Haberin Kürtçesi için tıklayın
Hasan Gülünay’ın 24 yıl önce gözaltında kaybedilmesiyle ilgili eşi Birsen Gülünay’ın başvurusunda Anayasa Mahkemesi karar verdi.
Mahkeme, “yaşam hakkı kapsamında etkili soruşturma yürütme yükümlülüğünün ihlal edildiğine” hükmetti.
TIKLAYIN - “BEN, HASAN GÜLÜNAY, BENİ GÖZALTINDA KAYBETMEYE ÇALIŞIYORLAR”
Birsen Gülünay, eşinin İstanbul, Gayrettepe’de gözaltına alınmasının ardından kaybedilmesiyle ilgili soruşturmanın etkili olarak yürütülmemesi ve zamanaşımına uğraması nedeniyle yaşam hakkının ihlal edildiğini belirterek 8 Nisan 2013’te Anayasa Mahkemesine başvurmuştu.
TIKLAYIN - "BABAMI ARAMAKTAN VAZGEÇMEM"
Emniyet ve Meclis’e başvurdu
Haşan Gülünay 20 Temmuz 1992’de, 32 yaşındayken, İstanbul'daki evinden işe gitmek üzere ayrıldı. Kendisinden haber alınamadı.
Birsen Gülünay, eşinin gözaltında kaybedildiğini söyleyerek 14 Ekim 1992’de Meclis İnsan Hakları İnceleme Komisyonuna başvurdu.
Başvuru dilekçesinde, 22 Temmuz 1992’de eşinin iş yerini arayan bir kişinin İstanbul Emniyet Müdürlüğü Terörle Mücadele Şubesinden aradığını, Hasan Gülünay’ın gözaltına alındığını söylediği belirtti.
Bu telefonunu ardından Birsen Gülünay, İstanbul Devlet Güvenlik Mahkemesi Başsavcılığına başvurdu.
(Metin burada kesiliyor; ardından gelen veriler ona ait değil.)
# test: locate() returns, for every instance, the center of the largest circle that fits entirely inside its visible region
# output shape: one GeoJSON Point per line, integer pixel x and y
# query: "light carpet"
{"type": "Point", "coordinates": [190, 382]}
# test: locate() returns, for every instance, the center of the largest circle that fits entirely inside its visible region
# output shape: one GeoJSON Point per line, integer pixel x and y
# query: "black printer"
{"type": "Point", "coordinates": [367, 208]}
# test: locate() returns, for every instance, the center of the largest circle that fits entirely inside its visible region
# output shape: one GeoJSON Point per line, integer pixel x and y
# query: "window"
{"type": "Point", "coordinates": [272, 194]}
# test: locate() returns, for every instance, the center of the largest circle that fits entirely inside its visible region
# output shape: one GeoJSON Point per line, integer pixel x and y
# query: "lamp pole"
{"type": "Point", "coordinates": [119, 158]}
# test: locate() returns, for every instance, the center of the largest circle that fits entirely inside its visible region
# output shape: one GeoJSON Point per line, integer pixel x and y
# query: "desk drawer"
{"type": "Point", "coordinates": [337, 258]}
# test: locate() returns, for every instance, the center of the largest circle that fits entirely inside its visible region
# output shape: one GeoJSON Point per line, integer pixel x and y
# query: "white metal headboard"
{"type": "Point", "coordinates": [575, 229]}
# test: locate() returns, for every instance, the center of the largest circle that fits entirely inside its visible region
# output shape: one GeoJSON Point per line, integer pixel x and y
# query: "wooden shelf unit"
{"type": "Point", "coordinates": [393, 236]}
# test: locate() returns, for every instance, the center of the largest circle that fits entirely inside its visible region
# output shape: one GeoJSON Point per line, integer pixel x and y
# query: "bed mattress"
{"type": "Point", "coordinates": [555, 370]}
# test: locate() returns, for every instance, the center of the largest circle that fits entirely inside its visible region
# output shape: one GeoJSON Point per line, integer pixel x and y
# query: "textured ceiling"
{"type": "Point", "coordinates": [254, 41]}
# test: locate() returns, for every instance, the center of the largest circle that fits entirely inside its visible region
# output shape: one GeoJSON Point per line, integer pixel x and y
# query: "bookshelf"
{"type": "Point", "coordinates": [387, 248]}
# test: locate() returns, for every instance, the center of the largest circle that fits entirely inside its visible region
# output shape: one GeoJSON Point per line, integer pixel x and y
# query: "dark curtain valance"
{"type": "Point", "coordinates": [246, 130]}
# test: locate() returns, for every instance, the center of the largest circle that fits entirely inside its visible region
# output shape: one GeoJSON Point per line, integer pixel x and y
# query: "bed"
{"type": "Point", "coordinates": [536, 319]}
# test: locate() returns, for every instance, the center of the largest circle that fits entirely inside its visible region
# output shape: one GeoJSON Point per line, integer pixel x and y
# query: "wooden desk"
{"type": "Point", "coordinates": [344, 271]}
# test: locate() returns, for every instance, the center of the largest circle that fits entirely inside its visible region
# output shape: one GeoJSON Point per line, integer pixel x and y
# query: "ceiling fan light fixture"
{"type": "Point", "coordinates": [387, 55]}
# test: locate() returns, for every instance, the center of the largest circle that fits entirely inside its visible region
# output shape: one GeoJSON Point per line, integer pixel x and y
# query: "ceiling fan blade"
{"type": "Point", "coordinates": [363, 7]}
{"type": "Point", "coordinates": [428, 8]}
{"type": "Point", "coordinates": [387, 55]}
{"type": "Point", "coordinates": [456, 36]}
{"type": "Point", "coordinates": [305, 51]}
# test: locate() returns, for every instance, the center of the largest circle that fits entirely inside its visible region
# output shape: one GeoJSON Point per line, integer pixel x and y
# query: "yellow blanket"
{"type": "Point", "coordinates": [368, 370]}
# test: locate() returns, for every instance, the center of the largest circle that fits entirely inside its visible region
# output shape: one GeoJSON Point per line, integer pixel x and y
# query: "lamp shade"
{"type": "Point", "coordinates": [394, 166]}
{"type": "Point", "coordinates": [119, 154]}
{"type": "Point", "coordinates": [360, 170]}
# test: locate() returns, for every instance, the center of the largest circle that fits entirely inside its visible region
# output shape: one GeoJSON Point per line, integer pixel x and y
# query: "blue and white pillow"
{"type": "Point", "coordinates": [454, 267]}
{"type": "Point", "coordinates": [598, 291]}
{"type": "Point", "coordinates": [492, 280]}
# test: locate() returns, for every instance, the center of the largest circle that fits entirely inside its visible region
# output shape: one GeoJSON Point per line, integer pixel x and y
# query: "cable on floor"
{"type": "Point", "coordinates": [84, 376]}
DGM Başsavcılığı Emniyet Müdürlüğünü arayarak gözaltında bu isimde birinin bulunup bulunmadığını sordu. Emniyetteki görevliden, “Hasan Gülünay’ın halen arandığı” cevabı geldi.
Ayrıca kendisi de gözaltından serbest bırakılan Erol Çam, Emniyet’te gördüğü kişinin eşkalinin Hasan Gülünay’a uyduğunu anlattı.
Emniyet: Gözaltına almadık, arıyoruz
İstanbul Emniyet Müdürlüğü, Meclis komisyonunun talebi üzerine valiliğe, 23 Ağustos 1994’te şu yazıyı yazdı:
“...Haşan Gülünayın 1992 yılında Artvin ilinde güvenlik kuvvetleri ile giriştiği silahlı çatışma sonucu ölü olarak ele geçirilen Ali Ekber Atmaca isimli şahsın üzerinde kimliğinin çıkması neticesi kayıtlarımıza geçtiği…
“18.07.1992 tarihinde Müdürlüğümüzce başlatılan TKP/ML-TİKKO adlı illegal örgüt operasyonu sırasında Mehmet Murat Yıldırım, Yülcsel Özdemir, Haşan Bozkurt, Selahattin Akcan ve Yaşagül Polat isimli şahıslar yakalanmışlar, verdikleri ifadelerinde Haşan Gülünay’ın ilimizde birçok öldürme, silahlı soygun, güvenlik kuvvetleri ile silahlı çatışmaya girmek, karakol taranması gibi eylemlere katıldığını beyan etmişler…”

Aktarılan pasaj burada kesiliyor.